L'action démarre en effet assez vite et pour ne plus faiblir. Les points de vue alternent entre les protagonistes et les événements s'enchaînent. Florence, la médium ultra-sensible, est la plus touchée. Elle ressent la présence des esprits et plus particulièrement, selon elle, du fils que Belasco aurait eu, Daniel. Mais est-elle réellement possédée? Pour Fisher,  "la Maison des Damnés n'était pas hantée de manière diffuse. Elle avait une méthode". Mais Barrett est un scientifique. Il dispose d'appareils et de protocoles afin que les résultats des séances de spiritisme "soient scientifiquement acceptables". J'ai apprécié cette démarche rationnelle (tout comme dans Je suis une légende d'ailleurs) qui vient relativiser ce que les uns et les autres ressentent dans la maison.

 

Quand Barrett analyse les filaments ectoplasmiques qui suintent au bout des doigts de Florence, il constate qu'ils sont entièrement formés de résidus organiques (débris de cellules, mucosités) et d'éléments en suspension dans l'air (particules de poussière et de nourriture, bactéries, etc.).
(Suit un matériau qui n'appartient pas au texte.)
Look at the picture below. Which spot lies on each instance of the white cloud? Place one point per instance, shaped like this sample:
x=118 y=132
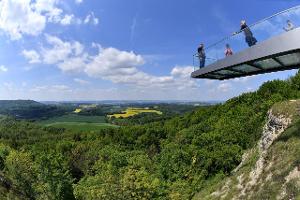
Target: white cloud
x=120 y=67
x=90 y=18
x=67 y=20
x=18 y=17
x=224 y=87
x=3 y=68
x=32 y=56
x=78 y=1
x=28 y=17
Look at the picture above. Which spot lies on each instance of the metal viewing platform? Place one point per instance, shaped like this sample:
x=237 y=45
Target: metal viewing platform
x=278 y=53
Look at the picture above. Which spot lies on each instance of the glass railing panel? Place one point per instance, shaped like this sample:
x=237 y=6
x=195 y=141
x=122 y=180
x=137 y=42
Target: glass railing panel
x=262 y=30
x=245 y=68
x=290 y=59
x=267 y=64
Il conclut donc que cette forme n'est qu'une "projection organique de la pensée" ("Miss Tanner a créé cette forme avec son corps"). De même, lorsque sa femme, sous l'emprise de l'alcool, se met à adopter une attitude perverse, il affirme que "la véritable cause du comportement d'Edith était profondément enfouie quelque part au fond d'elle-même". Il est vrai que son épouse dissimule quelque rancœur vis-à-vis de cet époux maladif (il a une polio qui l'handicape et le fait souffrir).

 

Alors, tout ce qui se passe dans la maison n'est-il qu'un "pur produit de l'imagination" de ses visiteurs? De la forme d'énergie que le corps humain est capable de produire ("cette énergie peut déborder et créer des effets physiques")? L'Inverseur (d'énergie) de Barrett va-t-il réussir à purifier la maison? "Sa théorie semblait convaincante", mais celle de Florence Tanner aussi... Et si chacun des protagonistes détenait une partie de la résolution de l'énigme? Le récit tient en haleine jusqu'au bout et réserve une belle révélation finale!